Education Secretary Michael Gove has been likened to many things in his time, but the image of him as a "fanatical" personal-fitness trainer is one that does not readily come to mind. The analogy was made by Bernadette Hunter, president of the National Association of Head Teachers, in her address to her conference at the weekend.

She said he was "constantly urging us all to go faster and faster, higher and higher with no heed to the underlying damage this is causing to the body or the system".

It was all too much for Gerard Kelly, editor of the Times Educational Supplement, who too a look at Mr Gove's waistline and said: "Looking at you, Michael, I'm not sure it's true."

It was a moment of levity in what was otherwise a confrontational encounter between the headteachers and Mr Gove at the weekend. At one stage in the proceedings there was a bout of ironic laughter after Mr Gove said it was necessary to find out the sources of heads' stress to tackle it. "They think you're one of them," said Mr Kelly dryly.

At this stage, Mr Gove appeared almost to decide enough was enough – a conclusion that the heads had obviously come to earlier – and sternly told the heads: "If people find it stressful that I'm demanding higher standards then I'm not going to stop demanding higher standards."
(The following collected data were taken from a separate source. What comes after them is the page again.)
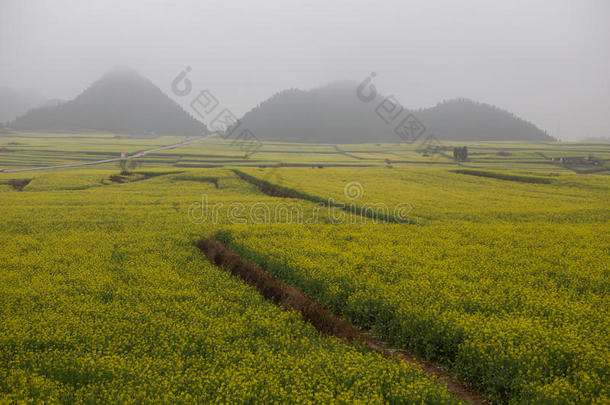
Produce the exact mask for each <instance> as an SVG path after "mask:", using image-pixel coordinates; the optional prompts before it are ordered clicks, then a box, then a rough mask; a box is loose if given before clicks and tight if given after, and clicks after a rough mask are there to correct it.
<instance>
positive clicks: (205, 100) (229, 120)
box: [171, 66, 262, 158]
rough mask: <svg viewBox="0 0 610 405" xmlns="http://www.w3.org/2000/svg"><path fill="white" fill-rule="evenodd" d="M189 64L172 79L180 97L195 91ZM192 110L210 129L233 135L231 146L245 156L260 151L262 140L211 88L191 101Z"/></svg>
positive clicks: (217, 132)
mask: <svg viewBox="0 0 610 405" xmlns="http://www.w3.org/2000/svg"><path fill="white" fill-rule="evenodd" d="M191 70H192V69H191V67H190V66H187V67H186V68H185V69H184V70H183V71H182V72H180V73H179V74H178V75H177V76H176V77H175V78H174V80H173V81H172V85H171V88H172V92H173V93H174V94H175V95H176V96H178V97H187V96H189V95H190V94H191V93H192V91H193V83H192V82H191V80H190V79H189V78H188V77H187V76H188V74H189V73H190V72H191ZM189 104H190V107H191V111H192V112H193V113H195V114H196V116H197V117H199V119H200V120H201V122H203V123H204V124H206V125H207V127H208V128H209V130H211V131H212V132H217V133H218V134H219V135H220V136H221V137H222V138H225V139H226V138H230V137H231V136H233V135H235V136H234V137H233V142H231V146H234V147H238V148H239V149H240V150H241V151H242V152H244V158H248V157H249V156H250V155H252V154H253V153H255V152H256V151H258V150H259V149H260V148H261V147H262V142H261V141H260V140H259V139H258V138H257V137H256V136H255V135H254V133H253V132H252V131H250V129H248V128H247V127H246V126H245V125H243V123H242V122H241V120H239V119H238V118H237V116H236V115H235V114H233V112H232V111H231V110H229V109H228V108H227V107H223V106H221V105H220V101H219V100H218V98H217V97H216V96H215V95H214V94H213V93H212V91H211V90H209V89H203V90H201V91H199V92H198V93H197V95H196V96H195V97H194V98H192V99H191V101H190V103H189Z"/></svg>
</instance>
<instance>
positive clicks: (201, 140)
mask: <svg viewBox="0 0 610 405" xmlns="http://www.w3.org/2000/svg"><path fill="white" fill-rule="evenodd" d="M210 136H211V135H207V136H203V137H201V138H197V139H191V140H188V141H184V142H180V143H175V144H173V145H166V146H160V147H158V148H153V149H148V150H143V151H140V152H136V153H133V154H131V155H128V156H126V157H118V158H112V159H102V160H94V161H92V162H83V163H70V164H66V165H55V166H41V167H28V168H27V169H9V170H2V169H0V173H19V172H31V171H34V170H49V169H63V168H67V167H81V166H92V165H101V164H104V163H112V162H118V161H119V160H130V159H137V158H141V157H144V156H146V155H147V154H148V153H152V152H158V151H161V150H168V149H175V148H179V147H181V146H184V145H189V144H191V143H195V142H200V141H203V140H204V139H207V138H209V137H210Z"/></svg>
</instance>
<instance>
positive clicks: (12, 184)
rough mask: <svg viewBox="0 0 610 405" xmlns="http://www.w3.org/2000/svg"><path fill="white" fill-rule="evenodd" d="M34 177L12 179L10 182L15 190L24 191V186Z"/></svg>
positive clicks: (14, 189) (10, 180)
mask: <svg viewBox="0 0 610 405" xmlns="http://www.w3.org/2000/svg"><path fill="white" fill-rule="evenodd" d="M30 181H32V179H12V180H9V182H8V184H9V185H10V186H11V187H13V189H14V190H17V191H23V188H24V187H25V186H27V185H28V184H30Z"/></svg>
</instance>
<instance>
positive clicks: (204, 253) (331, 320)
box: [195, 236, 487, 404]
mask: <svg viewBox="0 0 610 405" xmlns="http://www.w3.org/2000/svg"><path fill="white" fill-rule="evenodd" d="M195 246H196V247H197V248H199V249H200V250H201V251H202V252H203V253H204V254H205V255H206V257H207V258H208V260H209V261H210V262H211V263H212V264H214V265H215V266H218V267H220V268H222V269H223V270H225V271H227V272H229V273H231V274H233V275H234V276H236V277H239V278H240V279H242V280H243V281H244V282H246V283H247V284H249V285H251V286H252V287H254V288H256V289H257V290H258V291H259V292H260V293H261V294H262V295H263V296H264V297H265V298H266V299H268V300H269V301H272V302H273V303H275V304H276V305H278V306H280V307H282V308H284V309H287V310H296V311H297V312H299V313H301V315H302V316H303V318H305V320H306V321H308V322H309V323H311V324H312V325H313V326H314V327H315V328H316V329H317V330H318V331H319V332H321V333H322V334H324V335H327V336H334V337H337V338H339V339H342V340H345V341H348V342H351V343H360V344H362V345H364V346H366V347H368V348H369V349H370V350H373V351H375V352H377V353H380V354H382V355H383V356H385V357H388V358H394V359H397V360H400V361H405V362H408V363H410V364H412V365H415V366H417V367H418V368H419V369H421V370H422V371H423V372H424V373H425V374H426V375H428V376H430V377H433V378H437V379H439V380H440V381H442V382H443V383H445V384H447V389H448V390H449V391H450V392H451V393H452V394H453V395H455V397H457V398H458V399H460V400H462V401H466V402H469V403H472V404H485V403H487V402H486V401H485V400H484V399H483V397H482V396H481V395H480V394H478V393H476V392H475V391H473V390H472V389H471V388H469V387H468V386H467V385H466V384H464V383H463V382H461V381H459V380H457V379H455V378H454V377H452V376H451V375H450V374H449V373H448V372H446V371H445V370H443V369H442V368H440V367H439V366H437V365H434V364H431V363H429V362H425V361H422V360H419V359H417V358H415V357H413V356H412V355H410V354H409V353H407V352H406V351H405V350H402V349H398V348H394V347H391V346H390V345H389V344H387V343H385V342H383V341H381V340H379V339H377V338H375V337H374V336H372V334H370V333H364V332H361V331H360V330H359V329H358V328H356V327H355V326H354V325H353V324H351V323H349V322H348V321H346V320H345V319H342V318H340V317H337V316H335V315H333V314H331V313H330V312H328V311H327V310H326V309H325V308H324V307H323V306H321V305H320V304H319V303H317V302H315V301H313V300H312V299H311V298H309V297H308V296H307V295H306V294H304V293H303V292H302V291H300V290H299V289H297V288H296V287H294V286H292V285H289V284H287V283H284V282H283V281H280V280H279V279H277V278H275V277H273V276H272V275H271V274H269V273H268V272H267V271H265V270H264V269H262V268H261V267H259V266H257V265H256V264H254V263H252V262H249V261H247V260H245V259H244V258H242V257H241V256H239V255H238V254H237V253H235V252H234V251H232V250H231V249H230V248H228V247H227V246H225V245H224V244H223V243H221V242H219V241H218V240H217V239H216V238H214V236H210V237H207V238H206V237H203V238H201V239H200V240H198V241H197V242H196V243H195Z"/></svg>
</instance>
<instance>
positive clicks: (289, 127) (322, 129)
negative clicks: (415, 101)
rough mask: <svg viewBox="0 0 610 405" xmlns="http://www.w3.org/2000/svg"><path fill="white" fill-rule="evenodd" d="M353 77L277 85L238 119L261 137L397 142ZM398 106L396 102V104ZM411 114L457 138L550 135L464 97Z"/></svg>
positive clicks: (389, 123)
mask: <svg viewBox="0 0 610 405" xmlns="http://www.w3.org/2000/svg"><path fill="white" fill-rule="evenodd" d="M357 86H358V84H357V83H355V82H353V83H352V82H336V83H332V84H330V85H327V86H324V87H320V88H315V89H312V90H309V91H305V90H299V89H289V90H284V91H281V92H279V93H277V94H275V95H273V96H272V97H270V98H269V99H267V100H265V101H263V102H262V103H260V104H259V105H258V106H256V107H255V108H253V109H252V110H250V111H249V112H247V113H246V114H245V115H244V116H243V117H242V120H241V121H242V123H243V125H244V126H245V127H247V128H249V129H250V130H251V131H252V132H253V133H254V134H255V135H256V136H257V137H258V138H259V139H261V140H276V141H293V142H304V143H364V142H397V141H399V140H400V138H399V137H398V135H397V134H396V133H395V132H394V128H395V126H396V122H394V121H390V120H388V121H390V122H389V123H386V122H385V121H384V119H383V118H382V117H381V116H380V115H383V114H382V113H380V115H378V114H377V112H376V108H377V107H378V106H379V104H380V103H381V101H382V100H383V99H384V97H383V96H381V95H377V96H376V97H375V98H374V100H372V101H371V102H363V101H361V100H360V99H359V98H358V97H357V95H356V88H357ZM398 108H402V107H401V106H398ZM409 113H410V114H413V116H415V117H416V118H417V120H419V121H420V122H421V123H422V124H423V126H424V127H425V128H426V133H428V134H434V135H435V136H436V137H437V138H439V139H444V140H457V141H486V140H490V141H491V140H505V141H517V140H519V141H553V140H554V138H552V137H550V136H549V135H548V134H547V133H546V132H544V131H542V130H541V129H539V128H537V127H536V126H535V125H534V124H532V123H530V122H528V121H525V120H523V119H521V118H519V117H517V116H515V115H514V114H511V113H509V112H507V111H504V110H502V109H499V108H497V107H494V106H492V105H489V104H484V103H477V102H474V101H471V100H467V99H457V100H450V101H444V102H442V103H439V104H437V105H436V106H434V107H430V108H425V109H419V110H414V111H406V109H405V111H404V112H403V113H402V114H403V115H401V116H405V115H407V114H409Z"/></svg>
Russell Hobby, general secretary of the NAHT, has a stunning pair of purple cowboy boots that he wears in his spare time, it emerges. I mention this because it seems to indicate there is some sort of link between headteachers and people who represent them with the Wild West.

After all, did not Sir Michael Wilshaw, chief schools inspector and head of Ofsted, liken the role of a headteacher to Clint Eastwood – a man who stands alone and fights the good fight with all his might? Sir Michael was headteacher of the highly successful Mossbourne Academy in Hackney at the time.

Now, of course, the two are on opposite sides of the fence (headteachers are critical of the way Ofsted carries out its business). If they met, would it be a case of "this town isn't big enough for the both of us"?